A symbolic dynamics system. Pick 2 (real number) parameters *a* (phase) and *w* (frequency). Now define *x*_{i} to be 1 if sin(*a* + *i w*) ≥ 0 and 0 otherwise.

Think of a wheel spinning at angular velocity *w*, with a spot marked at angle *a*. *x*_{i} says if the spot is on the left or right half at time *i*.

Now take the set of all shifts **S**^{n}x, and take the closure of that (since all systems in symbolic dynamics are closed sets). Call it **K**_{a,w}; this is the *Kronecker system*. Kronecker's lemma is closely related; it says that if *w* is irrational, then the set of all values of sin(*i w*) is dense.

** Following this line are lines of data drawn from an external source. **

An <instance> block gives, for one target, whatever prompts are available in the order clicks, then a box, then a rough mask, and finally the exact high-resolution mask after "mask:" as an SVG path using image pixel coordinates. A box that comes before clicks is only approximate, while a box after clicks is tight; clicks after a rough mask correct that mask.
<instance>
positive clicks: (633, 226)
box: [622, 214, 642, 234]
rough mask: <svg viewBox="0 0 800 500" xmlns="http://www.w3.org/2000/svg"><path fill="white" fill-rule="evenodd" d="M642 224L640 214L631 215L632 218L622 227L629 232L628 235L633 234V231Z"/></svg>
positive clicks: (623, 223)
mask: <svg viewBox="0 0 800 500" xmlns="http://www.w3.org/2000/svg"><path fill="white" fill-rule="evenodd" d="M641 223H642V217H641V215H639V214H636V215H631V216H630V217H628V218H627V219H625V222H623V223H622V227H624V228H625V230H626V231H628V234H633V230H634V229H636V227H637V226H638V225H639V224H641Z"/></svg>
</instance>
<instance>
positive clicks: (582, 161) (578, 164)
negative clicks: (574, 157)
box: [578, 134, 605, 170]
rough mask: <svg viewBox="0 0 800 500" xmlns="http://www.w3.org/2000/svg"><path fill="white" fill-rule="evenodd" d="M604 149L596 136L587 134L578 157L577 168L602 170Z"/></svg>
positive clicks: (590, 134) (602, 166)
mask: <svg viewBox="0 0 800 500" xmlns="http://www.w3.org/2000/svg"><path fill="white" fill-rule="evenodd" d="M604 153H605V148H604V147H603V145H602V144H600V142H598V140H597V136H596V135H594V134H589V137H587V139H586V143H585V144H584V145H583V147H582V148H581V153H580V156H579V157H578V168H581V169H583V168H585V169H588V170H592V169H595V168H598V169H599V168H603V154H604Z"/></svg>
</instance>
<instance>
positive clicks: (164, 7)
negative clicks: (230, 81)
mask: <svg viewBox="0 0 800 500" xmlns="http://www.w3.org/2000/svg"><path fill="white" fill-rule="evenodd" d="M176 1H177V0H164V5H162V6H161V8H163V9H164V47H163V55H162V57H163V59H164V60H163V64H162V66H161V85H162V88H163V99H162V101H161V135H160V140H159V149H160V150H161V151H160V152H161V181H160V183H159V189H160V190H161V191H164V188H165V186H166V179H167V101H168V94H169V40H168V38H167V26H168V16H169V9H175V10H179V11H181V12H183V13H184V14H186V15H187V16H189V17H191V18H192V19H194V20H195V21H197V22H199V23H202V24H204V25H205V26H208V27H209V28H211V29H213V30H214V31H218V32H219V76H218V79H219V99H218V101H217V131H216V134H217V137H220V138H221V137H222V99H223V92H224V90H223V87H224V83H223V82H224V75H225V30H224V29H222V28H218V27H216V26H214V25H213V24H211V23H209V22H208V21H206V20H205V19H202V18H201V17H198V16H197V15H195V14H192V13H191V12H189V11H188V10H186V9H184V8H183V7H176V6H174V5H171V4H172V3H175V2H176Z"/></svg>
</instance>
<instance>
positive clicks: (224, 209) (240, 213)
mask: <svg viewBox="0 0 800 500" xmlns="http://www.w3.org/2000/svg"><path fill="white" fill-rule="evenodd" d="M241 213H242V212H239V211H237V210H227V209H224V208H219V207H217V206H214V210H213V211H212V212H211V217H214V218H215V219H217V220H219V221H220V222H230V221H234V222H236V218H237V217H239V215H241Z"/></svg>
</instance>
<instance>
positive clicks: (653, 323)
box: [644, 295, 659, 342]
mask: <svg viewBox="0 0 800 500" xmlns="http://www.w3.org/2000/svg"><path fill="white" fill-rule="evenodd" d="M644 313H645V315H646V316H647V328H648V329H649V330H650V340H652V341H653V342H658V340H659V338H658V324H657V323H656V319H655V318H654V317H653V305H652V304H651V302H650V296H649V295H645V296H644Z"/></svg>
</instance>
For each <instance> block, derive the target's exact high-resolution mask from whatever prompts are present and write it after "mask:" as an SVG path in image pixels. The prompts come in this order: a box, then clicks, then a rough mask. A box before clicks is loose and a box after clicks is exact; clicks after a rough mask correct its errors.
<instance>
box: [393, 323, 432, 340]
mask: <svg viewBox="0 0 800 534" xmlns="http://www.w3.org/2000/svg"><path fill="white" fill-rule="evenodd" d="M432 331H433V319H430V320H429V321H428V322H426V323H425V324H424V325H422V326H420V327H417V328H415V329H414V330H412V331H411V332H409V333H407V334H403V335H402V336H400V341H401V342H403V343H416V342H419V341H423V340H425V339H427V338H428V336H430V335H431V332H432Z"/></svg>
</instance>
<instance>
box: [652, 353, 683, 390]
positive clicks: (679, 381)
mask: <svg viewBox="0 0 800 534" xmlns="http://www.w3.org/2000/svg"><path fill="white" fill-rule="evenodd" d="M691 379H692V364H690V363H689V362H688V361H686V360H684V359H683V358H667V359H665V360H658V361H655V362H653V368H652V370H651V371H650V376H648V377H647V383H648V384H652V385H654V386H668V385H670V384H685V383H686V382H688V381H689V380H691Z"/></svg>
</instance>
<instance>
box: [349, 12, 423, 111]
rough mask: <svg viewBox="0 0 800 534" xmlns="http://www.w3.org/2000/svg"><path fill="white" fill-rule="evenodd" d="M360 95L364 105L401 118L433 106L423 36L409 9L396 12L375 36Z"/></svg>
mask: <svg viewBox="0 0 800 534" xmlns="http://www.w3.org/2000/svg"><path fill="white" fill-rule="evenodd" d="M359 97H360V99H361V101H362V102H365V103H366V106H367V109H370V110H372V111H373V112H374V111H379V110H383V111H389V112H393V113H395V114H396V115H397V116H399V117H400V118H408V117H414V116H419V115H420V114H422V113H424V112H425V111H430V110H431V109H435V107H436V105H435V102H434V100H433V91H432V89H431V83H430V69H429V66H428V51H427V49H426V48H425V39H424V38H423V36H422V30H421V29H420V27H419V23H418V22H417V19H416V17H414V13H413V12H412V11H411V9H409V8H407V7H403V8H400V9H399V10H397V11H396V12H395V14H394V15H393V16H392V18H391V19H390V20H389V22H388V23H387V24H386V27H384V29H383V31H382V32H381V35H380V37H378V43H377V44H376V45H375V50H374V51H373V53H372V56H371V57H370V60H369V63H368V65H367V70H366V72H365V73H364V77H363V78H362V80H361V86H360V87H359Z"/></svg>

If *w* is rational, then the system is finite and *x* is periodic; that's not the interesting case. When *w* is irrational, it turns out that (due to Kronecker's lemma) the set **K**_{a,w} doesn't depend on *a*. In fact, if we take *a*=0, just one point has to be added to the orbit of *x* to get a closed set: we chose (arbitrarily) to take *x*_{i}=1 when sin(*i w*)=0, but we could equally well have chosen to take 0 in that case. This "alternative" point is the only point on the boundary of the orbit of *x*.